La société Le Fournil de [Adresse 3] soutient qu'elle a mis fin à la convention de formation en raison du comportement de Mme [T].

Elle produit à l'appui de ses allégations un certain nombre d'attestations émanant de ses préposés, rédigées sinon en des termes identiques, du moins dans un esprit identique et qui ne font état d'aucun manquement grave de la part de Mme [T], à ses obligations susceptibles de pouvoir justifier la résiliation unilatérale de la convention, hormis des propos ou des conseils pouvant apparaitre quelque peu déplacés (répétés systématiquement dans toutes les attestations).

De surcroît, la société La Leçon d'Orphée verse aux débats différentes pièces émanant de l'organisme régional en charge de la supervision de la formation (OCAPIAT) démontrant des difficultés de formation au sein des différents points de vente de l'enseigne «'Le pain du jour'» liées à des difficultés internes à celle-ci, ainsi qu'à des problèmes de ressources humaines au sein des différents établissements.

Par ailleurs, la clause litigieuse stipulant une indemnité en cas de résiliation anticipée de la part du client dont le montant est équivalent au prix dû en cas d'exécution du contrat jusqu'à son terme, sans aucune contrepartie puisque la société Le Fournil de [Adresse 3] ne devait plus aucune prestation au titre du contrat, présentant dès lors à la fois un caractère indemnitaire, puisqu'elle constituait une évaluation forfaitaire du dommage subi par la société La Leçon d'Orphée à la suite de la résiliation du contrat , et un caractère comminatoire, son montant élevé ayant pour but de contraindre la société Le Fournil de [Adresse 3] à exécuter le contrat jusqu'à son terme, constitue une clause pénale.

Cependant, rien dans les circonstances de la résiliation ci-dessus énumérées ne justifie une réduction de ladite clause de résiliation.

Le moyen sera rejeté.

De même, les demandes de dommages-intérêts formées par la société Le Fournil de [Adresse 3] relatives à un préjudice de dénigrement et à un préjudice d'image ne pourront qu'être rejetées en l'absence de tout manquement de la société La Leçon d'Orphée à ses obligations professionnelles.

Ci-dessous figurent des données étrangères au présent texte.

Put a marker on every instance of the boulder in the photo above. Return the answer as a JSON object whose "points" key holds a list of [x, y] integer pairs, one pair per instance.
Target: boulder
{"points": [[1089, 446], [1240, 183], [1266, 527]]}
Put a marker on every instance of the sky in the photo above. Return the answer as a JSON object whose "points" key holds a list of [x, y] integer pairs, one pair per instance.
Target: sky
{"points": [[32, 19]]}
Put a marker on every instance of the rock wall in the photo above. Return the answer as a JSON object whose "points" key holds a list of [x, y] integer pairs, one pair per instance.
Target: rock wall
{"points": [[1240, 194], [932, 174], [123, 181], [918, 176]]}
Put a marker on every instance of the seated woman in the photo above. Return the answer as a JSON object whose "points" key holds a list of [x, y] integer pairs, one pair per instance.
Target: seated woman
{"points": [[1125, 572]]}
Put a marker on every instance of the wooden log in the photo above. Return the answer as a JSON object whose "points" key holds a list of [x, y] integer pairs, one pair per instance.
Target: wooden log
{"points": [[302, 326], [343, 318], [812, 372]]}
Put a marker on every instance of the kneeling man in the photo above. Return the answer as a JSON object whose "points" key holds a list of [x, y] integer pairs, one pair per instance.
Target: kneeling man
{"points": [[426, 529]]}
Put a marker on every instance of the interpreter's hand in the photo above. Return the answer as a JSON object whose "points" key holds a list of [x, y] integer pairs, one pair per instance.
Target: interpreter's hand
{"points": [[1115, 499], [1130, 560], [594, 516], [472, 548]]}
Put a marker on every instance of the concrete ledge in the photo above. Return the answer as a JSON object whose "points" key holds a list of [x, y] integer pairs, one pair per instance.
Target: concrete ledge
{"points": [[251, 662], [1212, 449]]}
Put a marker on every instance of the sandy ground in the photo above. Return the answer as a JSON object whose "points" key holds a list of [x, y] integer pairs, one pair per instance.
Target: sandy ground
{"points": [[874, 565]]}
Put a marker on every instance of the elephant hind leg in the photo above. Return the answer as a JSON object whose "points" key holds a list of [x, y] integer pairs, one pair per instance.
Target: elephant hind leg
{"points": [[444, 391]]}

La demande de dommages-intérêts au titre d'un préjudice moral formée par la société La Leçon d'Orphée ne saurait être regardée comme une demande nouvelle au sens des dispositions de l'article 564 du code de procédure civile, comme étant accessoire à sa demande principale en paiement, de sorte qu'elle est parfaitement recevable.

Toutefois, il doit être constaté que la société La Leçon d'Orphée ne justifie nullement d'un préjudice moral spécifique, alors qu'elle est indemnisée supra des conséquences de la rupture unilatérale et injustifiée de la convention de formation par la société Le Fournil de [Adresse 3].

Sa demande sera dès lors rejetée.

PAR CES MOTIFS,

La cour, statuant publiquement, par arrêt contradictoire,

Rejette la demande d'irrecevabilité des conclusions et pièces de l'intimée,

Confirme le jugement déféré en toutes ses dispositions,

Déboute les parties du surplus de leurs demandes,

Condamne la société Le Fournil de [Adresse 3] aux dépens d'appel, ainsi qu'à payer à la société La Leçon d'Orphée la somme de 1000 euros sur le fondement de l'article 700 du code de procédure civile.